Savaşlar, insani trajediler ve ekonomik koşullar pek çok insanı ülkelerinin sınırlarından uzaklaşmaya itiyor. Üstelik bu yeni bir durum da değil. Yüzyıllardır süregelen bir olumsuzluk. Günümüzde göçmenlerin gittikleri ülkelerde yarattıkları sorunlar da aşikar ancak nefret suçlarını bugünkü boyutlara ulaştıran bu sorunlardan daha çok yükselişe geçen ırkçılık. Ve kabul etmek gerekiyor ki yabancı nefreti Avrupa'da ülkemizden çok daha tehlikeli boyutta.
SİSTEMATİK DÜŞMANLIK
Günlerdir dünya basınını meşgul eden Fransa'da yaşanan eylemler, bu nefret duygusunun ülkenin resmi kurumlarına yansımasının bir sonucu. Fransa'da, içinde bulunduğumuz bu çağda bizzat devlet eliyle yayılan yabancı düşmanlığı şu an başkent Paris'in sokaklarını yakıyor.
Binlerce insan sokaklarda barikatlar kurup araçları ateşe vererek, mağazaları yağmalayarak devlet kurumlarının ırkçı tavrına duyduğu öfkeyi kusuyor. Fransız hükümeti olayları durdurmak için binlerce polisi sokağa sürmüş durumda. Ancak binlerce kişi gözaltına alınma pahasına eylemlere destek vermek için sokaklara dökülmeye devam ediyor. Sömürgeci Fransa, bugün yüzyıllardır Afrika'da haklarını çiğnediği halkların özgürlük, adalet, eşitlik isteklerini reddetmesinin bedelini ödüyor.
TÜRKİYE FRANSA ÖRNEKLERİ
Şimdi Türkiye'de de benzer olayların yaşanacağını iddia eden bir grup var. En başta iki ülkedeki durum arasındaki farkı doğru anlamadıkları aşikar olan bu kişiler ülkemizin demografik yapısı açısından tehdit olarak gördükleri mültecileri bu yolla nefret objesi haline getirmeye çalışıyorlar.
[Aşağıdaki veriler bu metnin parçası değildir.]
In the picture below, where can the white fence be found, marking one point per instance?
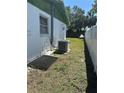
(91, 41)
Halbuki Türkiye'de Fransa'dakine benzer mültecilere yönelik ikinci sınıf insan muamelesi bir devlet politikası olarak uygulanmıyor. Münferit nefret suçlarını da sistematik ırkçılıkla bir tutmak doğru değil.
Seçim döneminde 'Suriyeliler oy kullanıyor, vatandaş yapılıyor' diye yeri göğü inleten bu grubun şimdi aynı Suriyelilerin Türk hükümetine ikinci sınıf insan muamelesi gördükleri için başkaldıracaklarını söylemek ne tutarlı ne de mantıklı bir yaklaşım olur. Türkiye ve Türk halkının genlerinde Fransızlarda olduğu gibi bir yabancı nefreti yok çünkü. Türkler, 3 kıtaya hükmettikleri Osmanlı döneminde bile imparatorluk sınırları içinde yer alan farklı milletlere asimilasyon politikası uygulamamış. Etnik kimliklere, farklı din ve mezheplere devlet eliyle sistematik bir müdahale yapılmamış.
MUKAYESE EDİLEMEZ
O nedenle de bugün ülkemizde farklı kesimlerce sürekli hedef gösterilseler de yabancıların nefret söylemlerine karşı ayaklanacağı düşüncesi son derece gerçek dışı.
Bu gerçek dışı söylemleri değerlendiren AK Parti Sözcüsü Ömer Çelik'in, "Türkiye'nin insani değerlere dayanan göç politikası ile Fransa'nın sömürgeci politikalarına ve ırkçı şiddete duyulan tepkiyi mukayese etmek, şuursuz ve kötü niyetli bir yaklaşımdır" sözleri de yukarıda ifade etmeye çalıştığım anlayış farkının özeti gibi.